BRIEF DESCRIPTION OF THE DRAWINGS
[0019] FIG. 1 is a perspective view of an apparatus for the
containment of a surgical site and a surgical site prior to
coupling the apparatus to the surgical site in accordance with the
present invention;
[0020] FIG. 2 is a perspective view of the apparatus for the
containment of the surgical site after the apparatus has been
securely coupled to the surgical site for the containment of the
surgical site;
[0021] FIG. 3 is a cross-sectional view of the apparatus of FIG.
2;
[0022] FIG. 4 is a schematic diagram of the apparatus for the
containment of the surgical site;
[0023] FIG. 5 is an alternative embodiment of the apparatus for the
containment of the surgical site in accordance with the present
invention;
[0024] FIG. 6 is a perspective view of the head of a patient having
an open surgical site;
[0025] FIG. 7 is a perspective view of the head of a patient having
another alternative embodiment of the apparatus for the containment
of the surgical site coupled thereto; and
[0026] FIG. 8 is a perspective view of the head of a patient having
the alternative embodiment of the apparatus for the containment of
the surgical site of FIG. 7 coupled thereto after a flap of the
skin has been positioned over the apparatus.

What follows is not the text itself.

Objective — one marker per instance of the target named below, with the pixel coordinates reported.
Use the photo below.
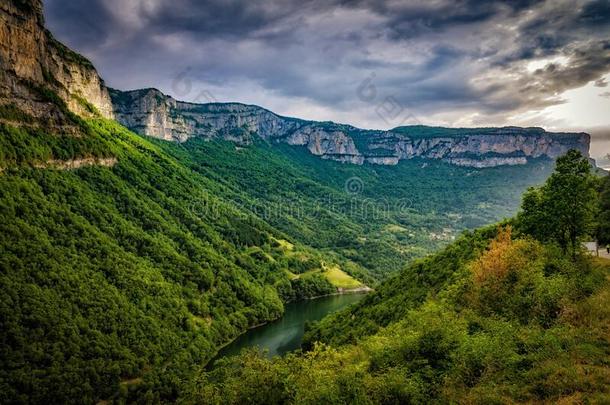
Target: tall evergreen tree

DETAILED DESCRIPTION OF THE PRESENT INVENTION
[0027] For purposes of the description hereinafter, the terms
"upper", "lower", "right", "left", "vertical", "horizontal", "top",
"bottom", "lateral", "longitudinal" and derivatives thereof shall
relate to the invention as it is oriented in the drawing figures.

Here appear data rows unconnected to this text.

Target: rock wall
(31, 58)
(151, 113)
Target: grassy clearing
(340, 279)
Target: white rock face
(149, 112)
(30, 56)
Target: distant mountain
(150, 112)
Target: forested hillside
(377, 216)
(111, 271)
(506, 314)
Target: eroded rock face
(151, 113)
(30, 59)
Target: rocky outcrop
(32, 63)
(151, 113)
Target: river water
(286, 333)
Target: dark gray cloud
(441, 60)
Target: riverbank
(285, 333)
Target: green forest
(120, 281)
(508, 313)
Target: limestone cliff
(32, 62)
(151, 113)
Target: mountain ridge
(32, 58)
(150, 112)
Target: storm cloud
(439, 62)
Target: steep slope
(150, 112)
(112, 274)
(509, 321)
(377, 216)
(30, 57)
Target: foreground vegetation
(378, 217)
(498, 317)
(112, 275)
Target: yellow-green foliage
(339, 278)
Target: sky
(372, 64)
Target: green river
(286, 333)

However, it is to be understood that the invention may assume
various alternative variations, except where expressly specified to
the contrary. It is also to be understood that the specific devices
illustrated in the attached drawings, and described in the
following specification, are simply exemplary embodiments of the
invention. Hence, specific dimensions and other physical
characteristics related to the embodiments disclosed herein are not
to be considered as limiting.
[0028] The present invention is directed to a method and apparatus
for the containment of a surgical site. The method and apparatus
utilizes pressure from a physiological fluid to establish a
hemostatic equilibrium within an enclosure that surrounds the
surgical site. A hemostatic equilibrium is achieved when the fluid
pressure reduces blood loss caused by injuries in blood vessels at
the surgical site thereby preventing bleeding at the surgical site.

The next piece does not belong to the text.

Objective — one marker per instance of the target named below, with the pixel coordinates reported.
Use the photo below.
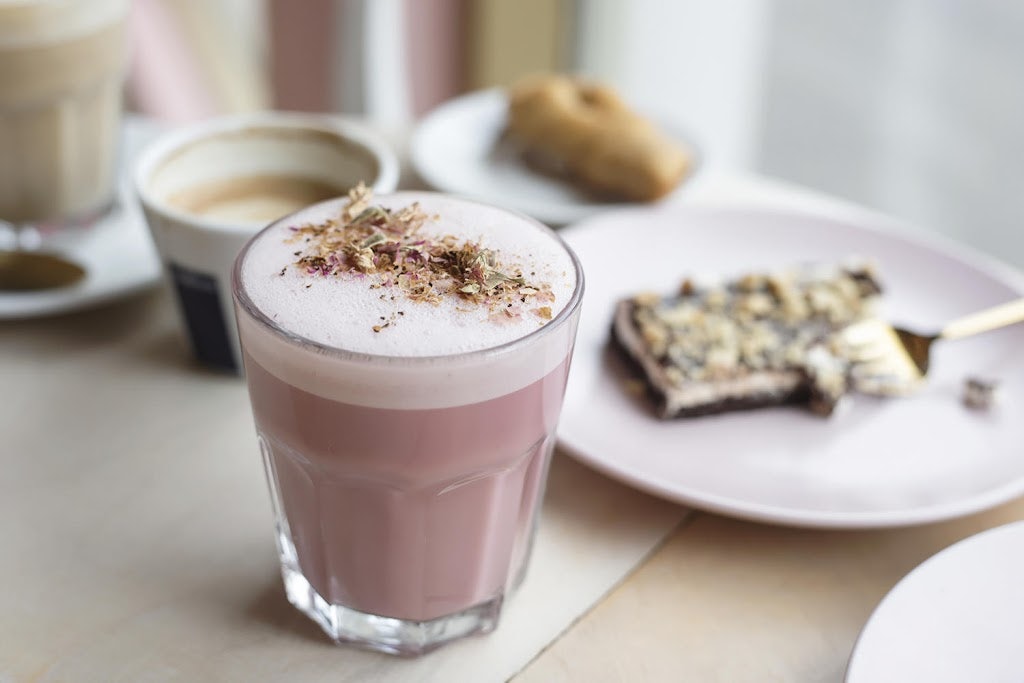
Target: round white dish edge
(956, 616)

Injuries in blood vessels include, but are not limited to, tears,
rents, or any other opening in a blood vessel. When such injuries
occur, blood seeps into the surgical site. The application of a
fluid pressure to these injuries that is slightly greater than the
pressure of the blood seeping from the injury forces the blood to
continue flowing through the blood vessel instead of flowing out of
the injury. In this manner, a hemostatic equilibrium is
established. The method and apparatus of the present invention
advantageously allows the surgeon to perform a surgical procedure
in a substantially blood free environment thereby enhancing clarity
of the surgical site and allowing the surgeon to concentrate on the
surgical procedure at hand rather than the cessation of
bleeding.
[0029] Additionally, the apparatus of the present invention may be
used both before and after a surgical procedure as well as during a
surgical procedure. For instance, an emergency medical technician
(EMT) may place the apparatus of the present invention over a wound
of a patient in order to stop the wound from bleed until a surgeon
can perform a surgical procedure. Furthermore, after a surgical
procedure has been performed, the surgeon may leave the apparatus
of the present invention on the surgical site for extended periods
when no surgery is being performed to reduce swelling, maintain
hemostasis, cleanse the surgical site or fight infection.
Accordingly, as used herein, a surgical site is any open wound on
any part of the body of a patient.
[0030] For purposes of illustration, the present invention will be
described hereinafter in relation to a neurosurgical procedure.
However, this is not to be construed as limiting the present
invention, as the use of the present invention with any type of
surgical procedure has been envisioned. For instance, the surgical
site may be a patient's knee, abdomen, spine, thoracic cavity,
shoulder, elbow, wrist or any other appropriate surgical site.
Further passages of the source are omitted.